I tasted the Panamanian brew. It didn't do much for me, but that means nothing -- as an espresso fiend, drip coffee of any sort will always be piss water to me. The important thing is that a barrier has been breached. Like a future serial killer who tastes blood for the first time, a coffee retailer has taken the first step down a dark (if aromatic) path. Fifteen dollar coffee, and it sold. Fast. Now that the sellers know what the buyers will put up with, there will be no end. My fellow caffeine slaves: they're onto us. Prepare to steal television sets and sell your body to strangers.
First they hook you...
Coffee addiction is so widespread that it provided the answer to a mysterious medical syndrome. For years, doctors wondered about the phenomenon known as "post-surgical headache," the common tendency for most patients to wake up in the recovery room with a pounding head. Eventually the truth dawned -- it was simple caffeine withdrawal, aggravated by the pre-surgical injunction against fluids. Caffeine addiction is so pervasive that doctors had assumed the condition was the result of surgery itself.

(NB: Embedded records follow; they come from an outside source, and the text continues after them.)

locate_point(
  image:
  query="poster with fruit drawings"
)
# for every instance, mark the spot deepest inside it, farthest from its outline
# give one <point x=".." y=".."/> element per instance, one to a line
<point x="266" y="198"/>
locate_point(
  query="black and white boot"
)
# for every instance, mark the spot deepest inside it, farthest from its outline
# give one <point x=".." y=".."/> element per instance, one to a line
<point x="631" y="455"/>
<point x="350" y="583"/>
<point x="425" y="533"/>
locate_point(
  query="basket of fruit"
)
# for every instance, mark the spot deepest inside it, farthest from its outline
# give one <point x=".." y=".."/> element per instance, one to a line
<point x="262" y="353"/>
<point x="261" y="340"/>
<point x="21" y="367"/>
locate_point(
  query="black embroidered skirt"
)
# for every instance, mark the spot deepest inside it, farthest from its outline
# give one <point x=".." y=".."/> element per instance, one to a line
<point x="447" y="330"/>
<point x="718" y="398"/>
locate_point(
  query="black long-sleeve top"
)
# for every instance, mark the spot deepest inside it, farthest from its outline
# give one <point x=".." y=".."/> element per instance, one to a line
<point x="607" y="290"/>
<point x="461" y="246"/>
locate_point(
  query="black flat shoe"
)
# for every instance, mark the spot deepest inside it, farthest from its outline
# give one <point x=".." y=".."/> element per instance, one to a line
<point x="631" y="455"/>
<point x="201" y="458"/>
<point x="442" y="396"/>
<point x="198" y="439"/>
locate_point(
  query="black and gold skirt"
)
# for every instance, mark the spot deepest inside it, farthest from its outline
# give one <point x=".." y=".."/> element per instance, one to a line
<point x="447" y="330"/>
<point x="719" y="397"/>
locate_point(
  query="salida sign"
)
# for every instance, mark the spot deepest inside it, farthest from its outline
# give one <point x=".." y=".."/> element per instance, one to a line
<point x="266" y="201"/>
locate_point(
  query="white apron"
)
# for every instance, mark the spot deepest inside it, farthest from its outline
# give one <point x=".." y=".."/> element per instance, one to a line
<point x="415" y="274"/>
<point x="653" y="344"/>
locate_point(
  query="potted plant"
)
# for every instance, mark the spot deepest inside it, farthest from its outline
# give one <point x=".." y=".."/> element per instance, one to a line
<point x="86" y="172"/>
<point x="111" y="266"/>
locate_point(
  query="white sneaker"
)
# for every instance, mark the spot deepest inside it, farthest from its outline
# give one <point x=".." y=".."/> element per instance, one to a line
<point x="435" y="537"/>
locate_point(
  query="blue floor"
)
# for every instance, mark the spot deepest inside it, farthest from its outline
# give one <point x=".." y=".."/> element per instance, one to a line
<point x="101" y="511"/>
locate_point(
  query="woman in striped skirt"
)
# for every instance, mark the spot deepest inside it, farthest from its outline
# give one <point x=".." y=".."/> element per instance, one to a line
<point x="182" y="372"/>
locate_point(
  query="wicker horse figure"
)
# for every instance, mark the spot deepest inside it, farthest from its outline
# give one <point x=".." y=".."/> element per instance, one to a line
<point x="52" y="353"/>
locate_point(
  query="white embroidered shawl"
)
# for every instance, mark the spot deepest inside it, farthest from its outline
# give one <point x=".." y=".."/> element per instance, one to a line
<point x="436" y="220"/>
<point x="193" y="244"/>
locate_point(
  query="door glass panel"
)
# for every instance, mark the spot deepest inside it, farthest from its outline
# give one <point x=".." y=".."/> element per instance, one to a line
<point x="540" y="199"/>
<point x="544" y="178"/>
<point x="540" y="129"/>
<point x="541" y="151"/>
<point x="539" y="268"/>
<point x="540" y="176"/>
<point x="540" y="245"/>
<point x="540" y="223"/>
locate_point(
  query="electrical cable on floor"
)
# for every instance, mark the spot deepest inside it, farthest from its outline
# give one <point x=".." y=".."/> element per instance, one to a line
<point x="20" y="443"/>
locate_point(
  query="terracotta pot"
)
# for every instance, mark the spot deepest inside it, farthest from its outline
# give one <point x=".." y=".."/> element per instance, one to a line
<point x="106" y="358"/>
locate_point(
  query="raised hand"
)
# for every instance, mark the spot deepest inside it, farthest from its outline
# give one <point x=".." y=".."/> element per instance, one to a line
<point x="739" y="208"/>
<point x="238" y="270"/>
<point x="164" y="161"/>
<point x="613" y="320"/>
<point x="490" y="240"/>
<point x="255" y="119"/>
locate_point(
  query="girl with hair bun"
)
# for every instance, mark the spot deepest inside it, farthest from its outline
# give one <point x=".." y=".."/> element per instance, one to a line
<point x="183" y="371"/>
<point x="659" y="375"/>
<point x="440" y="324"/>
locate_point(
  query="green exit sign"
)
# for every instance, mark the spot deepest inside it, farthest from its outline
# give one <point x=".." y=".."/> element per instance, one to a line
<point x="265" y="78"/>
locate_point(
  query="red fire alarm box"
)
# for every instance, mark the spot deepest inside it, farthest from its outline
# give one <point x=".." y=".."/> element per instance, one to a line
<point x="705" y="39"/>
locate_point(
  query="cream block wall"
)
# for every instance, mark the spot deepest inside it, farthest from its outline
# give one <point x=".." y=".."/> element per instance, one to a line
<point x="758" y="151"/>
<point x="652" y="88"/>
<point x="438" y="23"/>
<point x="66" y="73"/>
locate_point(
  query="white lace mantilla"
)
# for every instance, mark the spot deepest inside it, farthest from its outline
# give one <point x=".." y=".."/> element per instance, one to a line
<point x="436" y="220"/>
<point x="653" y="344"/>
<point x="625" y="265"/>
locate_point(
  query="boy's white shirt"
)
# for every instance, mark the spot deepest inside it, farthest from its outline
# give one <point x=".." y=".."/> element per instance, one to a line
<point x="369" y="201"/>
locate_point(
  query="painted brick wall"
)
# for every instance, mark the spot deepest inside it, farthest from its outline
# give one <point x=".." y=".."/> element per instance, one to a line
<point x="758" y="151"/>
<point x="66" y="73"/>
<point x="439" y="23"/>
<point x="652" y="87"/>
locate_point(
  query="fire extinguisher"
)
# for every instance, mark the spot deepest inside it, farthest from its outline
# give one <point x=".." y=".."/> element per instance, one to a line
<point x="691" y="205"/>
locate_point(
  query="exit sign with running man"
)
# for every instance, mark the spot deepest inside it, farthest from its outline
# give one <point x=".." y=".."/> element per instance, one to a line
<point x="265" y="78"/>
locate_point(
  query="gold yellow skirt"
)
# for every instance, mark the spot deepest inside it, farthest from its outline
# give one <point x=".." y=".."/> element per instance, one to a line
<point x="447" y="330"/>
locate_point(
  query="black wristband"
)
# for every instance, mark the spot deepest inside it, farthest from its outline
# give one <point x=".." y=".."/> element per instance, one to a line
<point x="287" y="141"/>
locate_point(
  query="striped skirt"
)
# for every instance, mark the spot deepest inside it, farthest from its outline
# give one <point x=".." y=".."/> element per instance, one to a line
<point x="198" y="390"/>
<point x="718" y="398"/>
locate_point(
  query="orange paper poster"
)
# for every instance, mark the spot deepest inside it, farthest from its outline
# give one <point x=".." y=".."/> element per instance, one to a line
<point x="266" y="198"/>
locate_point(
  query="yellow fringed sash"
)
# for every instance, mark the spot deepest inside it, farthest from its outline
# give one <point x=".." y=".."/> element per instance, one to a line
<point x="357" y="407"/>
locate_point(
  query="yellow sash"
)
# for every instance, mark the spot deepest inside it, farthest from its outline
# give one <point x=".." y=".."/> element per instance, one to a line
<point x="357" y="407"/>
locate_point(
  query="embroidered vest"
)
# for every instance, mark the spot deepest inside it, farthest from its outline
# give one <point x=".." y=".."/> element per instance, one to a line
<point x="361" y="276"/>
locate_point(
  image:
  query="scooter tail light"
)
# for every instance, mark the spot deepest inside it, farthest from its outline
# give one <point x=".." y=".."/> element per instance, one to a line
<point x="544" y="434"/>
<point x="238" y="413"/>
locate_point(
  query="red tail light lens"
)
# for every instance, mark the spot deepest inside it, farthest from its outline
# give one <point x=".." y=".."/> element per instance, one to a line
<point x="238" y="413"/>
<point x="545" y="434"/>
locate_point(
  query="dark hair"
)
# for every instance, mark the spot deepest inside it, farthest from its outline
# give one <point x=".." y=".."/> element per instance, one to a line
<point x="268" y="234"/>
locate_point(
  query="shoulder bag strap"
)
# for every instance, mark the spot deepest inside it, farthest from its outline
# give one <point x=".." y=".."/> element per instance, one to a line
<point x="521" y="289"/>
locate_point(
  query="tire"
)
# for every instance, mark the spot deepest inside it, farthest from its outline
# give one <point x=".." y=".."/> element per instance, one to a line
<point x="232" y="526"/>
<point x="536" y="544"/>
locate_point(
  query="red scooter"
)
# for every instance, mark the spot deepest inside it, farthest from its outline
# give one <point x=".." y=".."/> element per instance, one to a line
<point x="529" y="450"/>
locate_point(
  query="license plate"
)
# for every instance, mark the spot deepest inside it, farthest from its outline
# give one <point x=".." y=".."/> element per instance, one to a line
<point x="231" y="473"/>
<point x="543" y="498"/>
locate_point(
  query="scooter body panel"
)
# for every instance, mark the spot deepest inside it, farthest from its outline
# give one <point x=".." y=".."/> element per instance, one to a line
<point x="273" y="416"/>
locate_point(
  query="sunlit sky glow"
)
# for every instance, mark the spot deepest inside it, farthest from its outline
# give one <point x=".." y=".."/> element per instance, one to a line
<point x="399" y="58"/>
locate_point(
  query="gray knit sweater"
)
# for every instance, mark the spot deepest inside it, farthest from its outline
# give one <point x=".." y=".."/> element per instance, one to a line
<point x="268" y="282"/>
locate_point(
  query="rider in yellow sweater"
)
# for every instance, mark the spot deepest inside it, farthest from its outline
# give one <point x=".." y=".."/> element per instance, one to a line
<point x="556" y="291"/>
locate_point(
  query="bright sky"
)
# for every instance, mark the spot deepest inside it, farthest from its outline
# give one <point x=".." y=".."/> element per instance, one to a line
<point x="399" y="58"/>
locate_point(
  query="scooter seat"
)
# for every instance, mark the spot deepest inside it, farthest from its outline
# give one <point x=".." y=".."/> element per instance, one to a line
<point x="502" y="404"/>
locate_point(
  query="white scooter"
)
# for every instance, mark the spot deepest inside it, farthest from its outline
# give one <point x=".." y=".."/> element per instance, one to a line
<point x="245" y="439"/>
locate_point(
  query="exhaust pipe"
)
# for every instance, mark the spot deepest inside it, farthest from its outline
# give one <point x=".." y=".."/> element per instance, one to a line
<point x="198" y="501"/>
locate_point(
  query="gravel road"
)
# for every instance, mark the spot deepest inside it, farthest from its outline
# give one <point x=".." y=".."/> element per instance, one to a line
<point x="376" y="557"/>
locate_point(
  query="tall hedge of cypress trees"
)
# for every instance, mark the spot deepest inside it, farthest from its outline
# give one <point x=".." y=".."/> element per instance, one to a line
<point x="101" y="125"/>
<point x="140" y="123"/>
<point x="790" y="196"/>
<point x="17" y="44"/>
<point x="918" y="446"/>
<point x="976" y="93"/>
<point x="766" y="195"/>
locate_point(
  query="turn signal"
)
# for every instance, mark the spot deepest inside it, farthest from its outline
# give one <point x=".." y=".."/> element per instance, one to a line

So they've got us by the short hairs. Luckily, dealers have been slow to realize it. Thus far the rise of expensive coffee drinks has been a matter of adding chocolate and caramel and foam and frou-frou touches completely unrelated to the actual addiction. This meant that addicts could escape with cheaper, more potent drinks, thick little globs of espresso to be sipped or gulped or sucked into a syringe and injected between one's toes. Not me. Not yet. But I'm close.
It happens that Caffe Artigiano is where I choose to spend my time and money, even schmoozing with staff and management. These people I took to be my friends have in fact been studying me and making plans. They saw me furtively licking the edge of my empty espresso cup. And they knew. They laughed, I know, as the realization dawned. $15 coffee -- what's the poor bastard going to do? You've got to pay the price at the pump.
There must be another way -- something cheaper. What does gas taste like? Maybe with sugar?